Lilie's name is one of 24 new inscriptions on the park's Wall of Remembrance that were announced Sunday. About 50 people gathered at WinterSpring's Seasons of the Heart event to grieve, reflect and share memories of the dead.

A new offshoot of the Wall of Remembrance — completed this month — forms a symmetrical scroll-shape that embraces trees and recently poured concrete paths. Now a blank canvas of cinder blocks, the wall's newest addition will be faced in smooth stone bearing more names as local residents donate funds in memory of departed loved ones, said Christine Hunter-Robertson, executive director of WinterSpring Center for Living with Loss and Grief.

"This is a gift to the community," Hunter-Robertson said.

WinterSpring in 2002 dedicated the wall's first section on 1.5 acres in the northwest corner of the park at Spring Street and Springbrook Road. Five years later, the wall commemorates about 150 people. WinterSpring plans more landscaping and installation of benches in collaboration with city of Medford Parks and Recreation, Hunter-Robertson said.

"They've done so much to this park," said Phyllis Eichen of Medford.

Eichen, 77, has watched the memorial grove take shape on frequent trips to the park with her grandchildren.

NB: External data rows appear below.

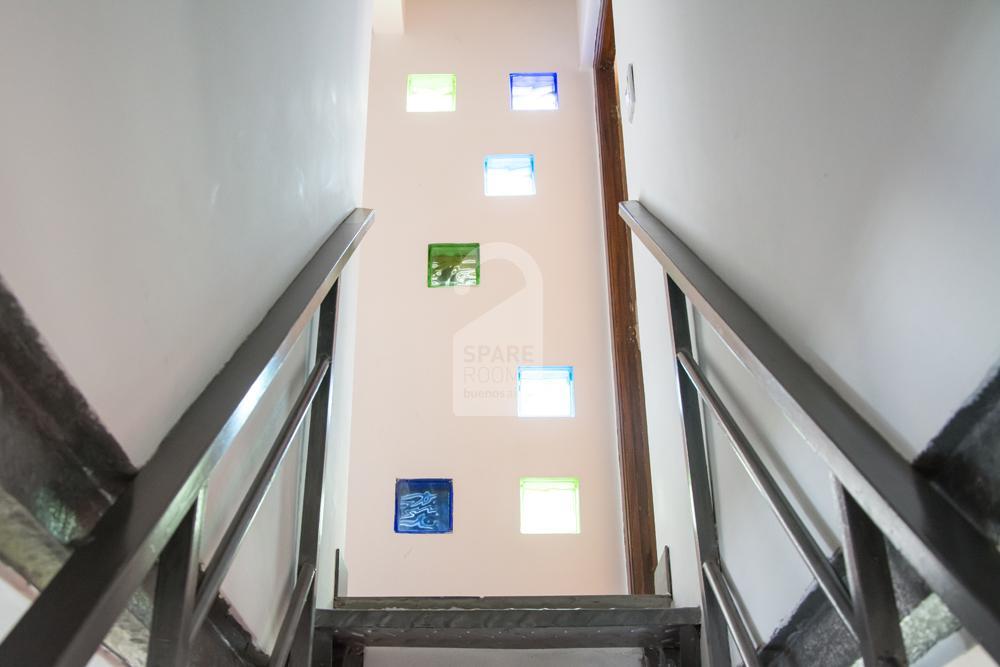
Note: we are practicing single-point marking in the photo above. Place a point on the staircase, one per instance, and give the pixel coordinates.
(640, 621)
(149, 523)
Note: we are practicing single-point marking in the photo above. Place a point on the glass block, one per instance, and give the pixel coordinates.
(423, 506)
(452, 264)
(534, 91)
(431, 92)
(550, 505)
(509, 175)
(545, 391)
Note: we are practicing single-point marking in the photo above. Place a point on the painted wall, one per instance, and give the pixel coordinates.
(837, 165)
(165, 171)
(543, 293)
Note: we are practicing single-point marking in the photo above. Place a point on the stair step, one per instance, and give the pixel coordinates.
(601, 621)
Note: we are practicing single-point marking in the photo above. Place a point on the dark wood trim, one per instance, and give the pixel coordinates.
(633, 445)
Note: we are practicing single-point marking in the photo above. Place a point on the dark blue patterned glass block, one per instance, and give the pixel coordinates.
(423, 506)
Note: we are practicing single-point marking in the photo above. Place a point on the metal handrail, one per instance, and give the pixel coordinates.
(953, 556)
(723, 592)
(217, 568)
(828, 580)
(293, 614)
(70, 618)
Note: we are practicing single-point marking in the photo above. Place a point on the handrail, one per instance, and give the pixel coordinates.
(951, 554)
(723, 592)
(72, 615)
(819, 566)
(289, 624)
(217, 568)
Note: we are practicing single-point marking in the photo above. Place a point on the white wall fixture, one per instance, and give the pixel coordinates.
(628, 93)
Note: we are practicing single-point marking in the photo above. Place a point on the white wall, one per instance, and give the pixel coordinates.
(837, 165)
(165, 171)
(424, 175)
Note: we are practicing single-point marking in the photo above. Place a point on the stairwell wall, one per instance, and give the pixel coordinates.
(165, 171)
(543, 293)
(837, 165)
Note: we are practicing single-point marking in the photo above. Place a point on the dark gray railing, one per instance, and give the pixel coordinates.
(881, 495)
(159, 515)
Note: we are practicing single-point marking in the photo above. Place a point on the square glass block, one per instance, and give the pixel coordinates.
(509, 175)
(550, 505)
(534, 91)
(431, 92)
(545, 391)
(452, 264)
(423, 506)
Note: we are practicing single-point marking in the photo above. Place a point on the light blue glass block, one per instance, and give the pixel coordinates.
(534, 91)
(545, 391)
(509, 175)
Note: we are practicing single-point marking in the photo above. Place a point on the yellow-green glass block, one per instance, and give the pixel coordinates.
(431, 92)
(452, 264)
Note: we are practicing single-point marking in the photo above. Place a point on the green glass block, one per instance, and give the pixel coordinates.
(452, 264)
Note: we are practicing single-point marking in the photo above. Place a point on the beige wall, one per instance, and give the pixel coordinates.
(543, 288)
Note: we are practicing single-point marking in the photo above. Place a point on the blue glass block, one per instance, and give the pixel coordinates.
(423, 506)
(545, 391)
(509, 175)
(534, 91)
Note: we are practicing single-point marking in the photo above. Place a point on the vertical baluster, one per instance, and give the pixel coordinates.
(699, 478)
(176, 586)
(875, 612)
(312, 495)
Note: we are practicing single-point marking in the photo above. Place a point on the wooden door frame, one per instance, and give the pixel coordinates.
(633, 443)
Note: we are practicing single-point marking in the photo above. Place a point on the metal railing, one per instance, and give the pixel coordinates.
(881, 495)
(159, 515)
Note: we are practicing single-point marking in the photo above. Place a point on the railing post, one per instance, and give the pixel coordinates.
(699, 479)
(176, 587)
(876, 616)
(312, 494)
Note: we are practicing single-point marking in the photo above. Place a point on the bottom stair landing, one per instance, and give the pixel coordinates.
(551, 622)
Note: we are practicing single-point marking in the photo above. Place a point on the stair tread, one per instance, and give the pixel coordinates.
(508, 622)
(509, 602)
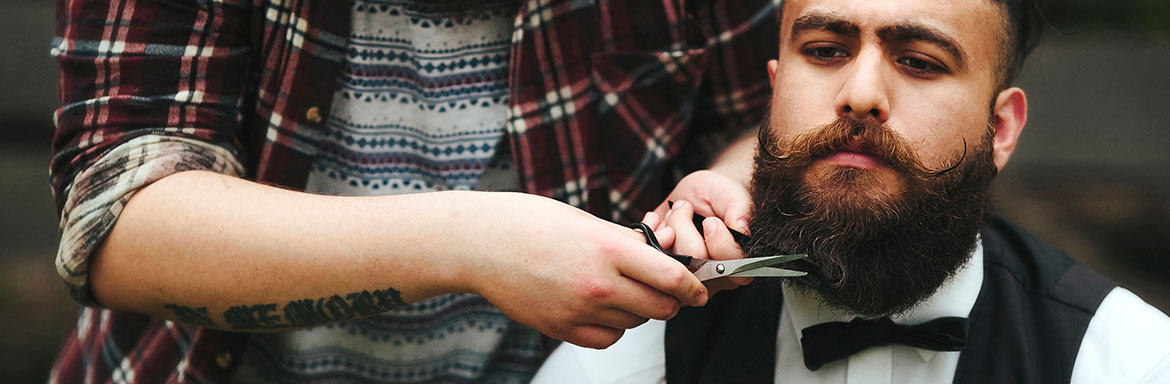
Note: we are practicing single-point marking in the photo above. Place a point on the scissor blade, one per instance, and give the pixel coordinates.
(770, 272)
(714, 269)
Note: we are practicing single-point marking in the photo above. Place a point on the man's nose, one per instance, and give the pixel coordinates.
(865, 93)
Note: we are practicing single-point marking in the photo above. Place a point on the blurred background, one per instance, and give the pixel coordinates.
(1091, 175)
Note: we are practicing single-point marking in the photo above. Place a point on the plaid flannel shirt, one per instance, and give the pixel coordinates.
(604, 97)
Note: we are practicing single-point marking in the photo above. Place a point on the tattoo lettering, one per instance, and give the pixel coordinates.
(308, 312)
(197, 316)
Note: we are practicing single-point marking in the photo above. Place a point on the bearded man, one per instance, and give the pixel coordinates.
(888, 122)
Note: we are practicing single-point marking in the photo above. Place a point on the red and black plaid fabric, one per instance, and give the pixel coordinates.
(604, 97)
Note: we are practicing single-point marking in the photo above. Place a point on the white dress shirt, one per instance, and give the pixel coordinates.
(1127, 341)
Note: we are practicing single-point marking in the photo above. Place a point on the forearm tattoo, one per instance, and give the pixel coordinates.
(297, 313)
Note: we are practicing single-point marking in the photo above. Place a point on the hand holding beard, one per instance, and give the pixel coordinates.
(878, 241)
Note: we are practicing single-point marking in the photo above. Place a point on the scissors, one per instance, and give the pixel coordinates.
(707, 269)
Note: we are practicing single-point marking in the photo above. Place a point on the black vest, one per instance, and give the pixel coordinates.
(1026, 324)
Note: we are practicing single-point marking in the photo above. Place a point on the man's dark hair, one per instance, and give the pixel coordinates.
(1025, 24)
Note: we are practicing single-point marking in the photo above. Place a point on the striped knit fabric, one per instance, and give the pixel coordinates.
(420, 107)
(421, 102)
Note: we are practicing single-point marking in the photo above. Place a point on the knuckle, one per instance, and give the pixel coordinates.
(594, 289)
(675, 278)
(665, 309)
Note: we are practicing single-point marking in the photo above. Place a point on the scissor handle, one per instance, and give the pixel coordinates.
(653, 242)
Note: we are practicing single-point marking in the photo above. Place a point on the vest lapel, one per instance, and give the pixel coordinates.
(731, 340)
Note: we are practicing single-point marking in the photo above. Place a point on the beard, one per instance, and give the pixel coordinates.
(879, 242)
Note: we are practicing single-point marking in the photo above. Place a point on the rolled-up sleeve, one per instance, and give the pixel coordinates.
(148, 89)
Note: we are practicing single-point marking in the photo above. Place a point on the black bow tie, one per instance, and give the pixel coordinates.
(827, 342)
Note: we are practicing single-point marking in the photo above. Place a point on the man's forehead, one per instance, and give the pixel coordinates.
(962, 19)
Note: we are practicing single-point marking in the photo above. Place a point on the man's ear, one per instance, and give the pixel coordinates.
(1010, 116)
(771, 72)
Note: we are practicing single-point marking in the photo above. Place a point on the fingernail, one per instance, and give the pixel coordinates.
(708, 227)
(700, 299)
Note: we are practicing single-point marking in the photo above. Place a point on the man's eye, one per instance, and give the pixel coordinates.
(921, 66)
(825, 53)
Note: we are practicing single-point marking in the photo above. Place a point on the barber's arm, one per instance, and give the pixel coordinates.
(157, 219)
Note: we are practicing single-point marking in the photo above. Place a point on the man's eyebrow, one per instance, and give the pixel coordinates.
(915, 32)
(824, 21)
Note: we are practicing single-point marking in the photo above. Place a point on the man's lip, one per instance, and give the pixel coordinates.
(853, 159)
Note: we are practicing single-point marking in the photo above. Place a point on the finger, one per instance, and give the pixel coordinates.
(652, 220)
(733, 205)
(619, 319)
(663, 274)
(687, 241)
(640, 300)
(666, 237)
(661, 211)
(722, 246)
(593, 336)
(715, 286)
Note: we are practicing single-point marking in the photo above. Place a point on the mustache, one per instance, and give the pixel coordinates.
(847, 134)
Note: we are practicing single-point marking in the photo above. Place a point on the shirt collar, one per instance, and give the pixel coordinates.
(955, 297)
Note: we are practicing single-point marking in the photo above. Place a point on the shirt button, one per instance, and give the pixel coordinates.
(224, 360)
(312, 115)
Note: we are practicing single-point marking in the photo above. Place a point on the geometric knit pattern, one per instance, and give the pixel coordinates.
(419, 107)
(421, 101)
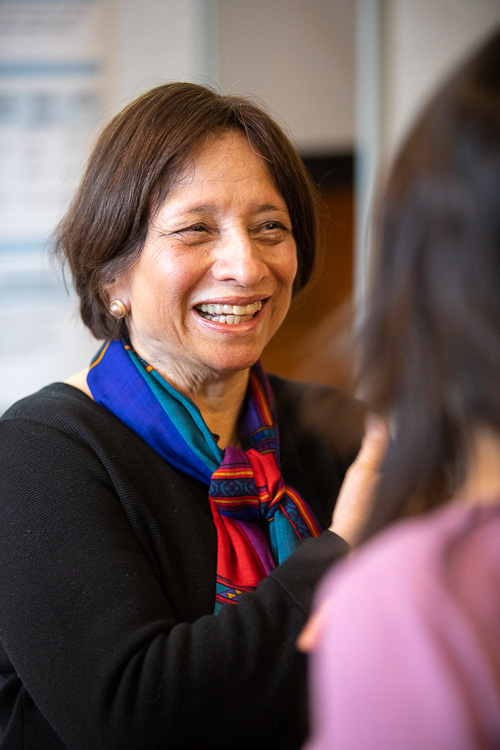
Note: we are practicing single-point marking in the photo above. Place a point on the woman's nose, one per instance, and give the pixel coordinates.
(239, 259)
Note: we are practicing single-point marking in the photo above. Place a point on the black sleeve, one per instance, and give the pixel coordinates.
(88, 628)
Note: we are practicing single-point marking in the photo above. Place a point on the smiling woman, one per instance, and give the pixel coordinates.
(175, 503)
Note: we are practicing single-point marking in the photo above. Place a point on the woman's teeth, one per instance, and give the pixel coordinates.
(230, 314)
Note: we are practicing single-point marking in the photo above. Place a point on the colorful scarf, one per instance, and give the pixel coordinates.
(259, 519)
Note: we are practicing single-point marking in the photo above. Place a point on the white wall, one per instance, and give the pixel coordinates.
(421, 41)
(407, 47)
(299, 59)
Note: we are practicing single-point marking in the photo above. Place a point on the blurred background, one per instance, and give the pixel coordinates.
(343, 77)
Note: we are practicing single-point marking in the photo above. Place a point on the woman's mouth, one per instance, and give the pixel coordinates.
(228, 314)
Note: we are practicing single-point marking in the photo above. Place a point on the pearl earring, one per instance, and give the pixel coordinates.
(117, 308)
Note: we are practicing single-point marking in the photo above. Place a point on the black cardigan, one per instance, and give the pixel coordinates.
(107, 584)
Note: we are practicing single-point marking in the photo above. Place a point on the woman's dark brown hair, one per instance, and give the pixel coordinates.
(430, 343)
(135, 164)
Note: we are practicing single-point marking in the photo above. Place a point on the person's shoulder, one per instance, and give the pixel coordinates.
(57, 406)
(422, 554)
(320, 413)
(59, 397)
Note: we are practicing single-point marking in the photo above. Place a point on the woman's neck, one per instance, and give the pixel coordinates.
(220, 403)
(482, 483)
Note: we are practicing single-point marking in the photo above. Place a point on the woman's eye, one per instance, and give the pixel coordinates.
(194, 233)
(195, 228)
(272, 231)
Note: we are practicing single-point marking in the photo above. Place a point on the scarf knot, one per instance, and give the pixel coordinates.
(259, 519)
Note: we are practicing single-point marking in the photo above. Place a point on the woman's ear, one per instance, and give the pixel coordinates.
(116, 297)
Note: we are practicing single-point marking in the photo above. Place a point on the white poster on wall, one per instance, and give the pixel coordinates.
(53, 73)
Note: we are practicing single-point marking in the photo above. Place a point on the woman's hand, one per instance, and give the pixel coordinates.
(354, 502)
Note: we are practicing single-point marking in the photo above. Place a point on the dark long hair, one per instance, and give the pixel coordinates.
(136, 162)
(430, 343)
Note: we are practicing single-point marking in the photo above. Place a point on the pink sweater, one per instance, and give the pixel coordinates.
(409, 658)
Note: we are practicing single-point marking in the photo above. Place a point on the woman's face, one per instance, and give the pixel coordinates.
(214, 279)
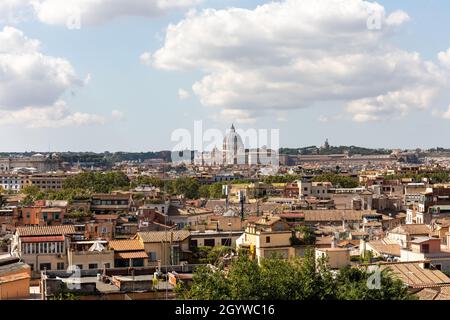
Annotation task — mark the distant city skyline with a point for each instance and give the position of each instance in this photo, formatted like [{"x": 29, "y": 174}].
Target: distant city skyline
[{"x": 96, "y": 76}]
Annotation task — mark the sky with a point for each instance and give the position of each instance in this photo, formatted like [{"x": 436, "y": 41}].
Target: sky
[{"x": 113, "y": 75}]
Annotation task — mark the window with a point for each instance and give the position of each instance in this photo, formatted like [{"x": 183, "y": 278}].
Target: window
[
  {"x": 194, "y": 243},
  {"x": 226, "y": 242},
  {"x": 151, "y": 256},
  {"x": 137, "y": 262},
  {"x": 45, "y": 266}
]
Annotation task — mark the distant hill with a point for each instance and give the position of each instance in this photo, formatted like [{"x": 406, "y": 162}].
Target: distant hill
[{"x": 351, "y": 150}]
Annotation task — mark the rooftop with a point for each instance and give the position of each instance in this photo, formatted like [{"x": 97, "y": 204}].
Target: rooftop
[{"x": 45, "y": 230}]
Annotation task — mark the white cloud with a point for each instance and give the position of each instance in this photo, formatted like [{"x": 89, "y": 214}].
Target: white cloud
[
  {"x": 92, "y": 12},
  {"x": 31, "y": 84},
  {"x": 290, "y": 54},
  {"x": 397, "y": 18},
  {"x": 12, "y": 11},
  {"x": 56, "y": 116},
  {"x": 183, "y": 94},
  {"x": 27, "y": 76}
]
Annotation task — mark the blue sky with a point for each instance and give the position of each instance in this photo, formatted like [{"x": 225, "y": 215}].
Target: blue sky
[{"x": 148, "y": 109}]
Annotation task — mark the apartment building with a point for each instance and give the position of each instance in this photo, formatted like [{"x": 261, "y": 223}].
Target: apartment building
[
  {"x": 111, "y": 203},
  {"x": 266, "y": 238},
  {"x": 43, "y": 247},
  {"x": 47, "y": 181},
  {"x": 165, "y": 247}
]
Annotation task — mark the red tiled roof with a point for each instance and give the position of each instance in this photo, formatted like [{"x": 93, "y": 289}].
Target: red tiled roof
[
  {"x": 42, "y": 239},
  {"x": 45, "y": 230},
  {"x": 132, "y": 255}
]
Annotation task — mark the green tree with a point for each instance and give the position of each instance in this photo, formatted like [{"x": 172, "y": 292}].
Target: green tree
[
  {"x": 307, "y": 235},
  {"x": 101, "y": 182},
  {"x": 295, "y": 279}
]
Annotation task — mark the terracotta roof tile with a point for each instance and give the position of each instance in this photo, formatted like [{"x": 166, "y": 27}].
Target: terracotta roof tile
[
  {"x": 126, "y": 245},
  {"x": 158, "y": 236},
  {"x": 45, "y": 230}
]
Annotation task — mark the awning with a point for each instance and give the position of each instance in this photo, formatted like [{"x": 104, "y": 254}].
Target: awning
[
  {"x": 132, "y": 255},
  {"x": 42, "y": 239}
]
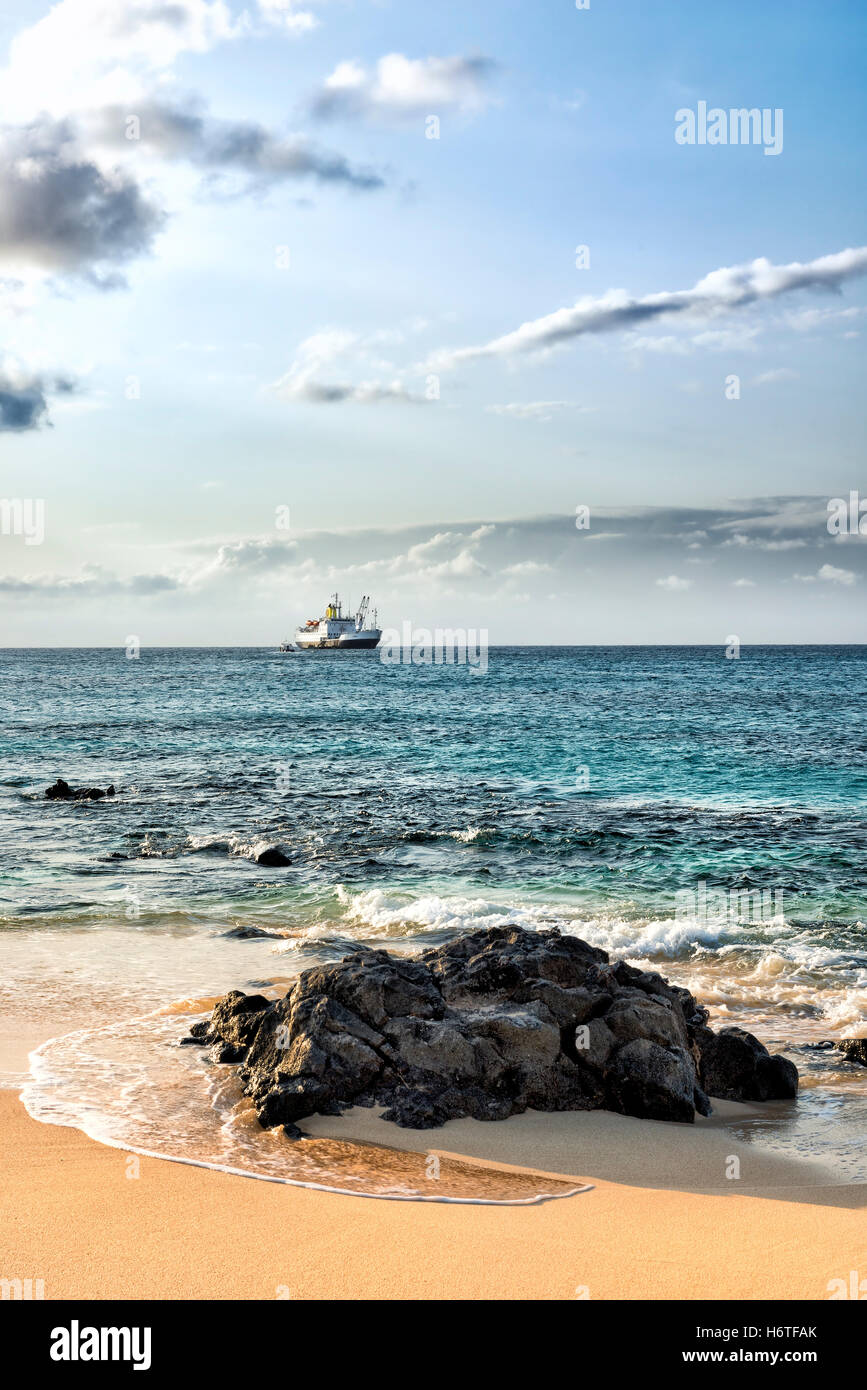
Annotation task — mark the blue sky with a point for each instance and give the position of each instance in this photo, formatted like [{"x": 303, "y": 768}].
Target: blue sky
[{"x": 156, "y": 270}]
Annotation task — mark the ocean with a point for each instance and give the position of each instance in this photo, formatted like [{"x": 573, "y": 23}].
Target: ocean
[{"x": 698, "y": 815}]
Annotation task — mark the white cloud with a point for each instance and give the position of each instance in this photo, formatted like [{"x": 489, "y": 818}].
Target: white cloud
[
  {"x": 289, "y": 15},
  {"x": 86, "y": 53},
  {"x": 542, "y": 410},
  {"x": 830, "y": 574},
  {"x": 310, "y": 377},
  {"x": 767, "y": 378},
  {"x": 750, "y": 542},
  {"x": 399, "y": 88},
  {"x": 723, "y": 291},
  {"x": 525, "y": 567}
]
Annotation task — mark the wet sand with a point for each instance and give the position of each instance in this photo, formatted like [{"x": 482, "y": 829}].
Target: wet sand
[{"x": 75, "y": 1215}]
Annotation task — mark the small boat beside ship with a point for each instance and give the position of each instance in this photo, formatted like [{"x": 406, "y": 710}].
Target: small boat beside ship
[{"x": 338, "y": 630}]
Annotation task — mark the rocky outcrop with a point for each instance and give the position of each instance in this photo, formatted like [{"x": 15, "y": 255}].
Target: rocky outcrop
[
  {"x": 270, "y": 856},
  {"x": 855, "y": 1050},
  {"x": 61, "y": 791},
  {"x": 735, "y": 1066},
  {"x": 491, "y": 1025}
]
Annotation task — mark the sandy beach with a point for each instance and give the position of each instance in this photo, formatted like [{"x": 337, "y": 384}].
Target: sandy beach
[{"x": 75, "y": 1219}]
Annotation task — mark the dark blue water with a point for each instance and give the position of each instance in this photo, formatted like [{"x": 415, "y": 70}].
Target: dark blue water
[{"x": 589, "y": 787}]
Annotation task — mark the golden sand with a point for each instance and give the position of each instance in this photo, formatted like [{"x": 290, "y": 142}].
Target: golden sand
[{"x": 75, "y": 1215}]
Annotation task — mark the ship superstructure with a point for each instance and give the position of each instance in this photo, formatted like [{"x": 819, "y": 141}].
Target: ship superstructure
[{"x": 338, "y": 628}]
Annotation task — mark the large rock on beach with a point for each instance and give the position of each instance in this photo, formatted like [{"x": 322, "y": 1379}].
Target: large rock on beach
[
  {"x": 855, "y": 1050},
  {"x": 491, "y": 1025},
  {"x": 61, "y": 791}
]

Over the past year, she decided to add her husband's name, O.F. Eichen to the wall. Seventeen years after Eichen's death at the age of 79, the World War II veteran's name was read Sunday while his wife clutched a bouquet of red paper poppies.

"I thought it would be nice for the children here because they still like to come here," Phyllis Eichen said, adding that her 7-year-old grandson proudly points out his grandfather's stone on the wall.

"We kind of watched the park grow up," she said.

Members of the public can donate $200 toward a stone. Trees and benches also can be purchased as memorials, Hunter-Robertson said.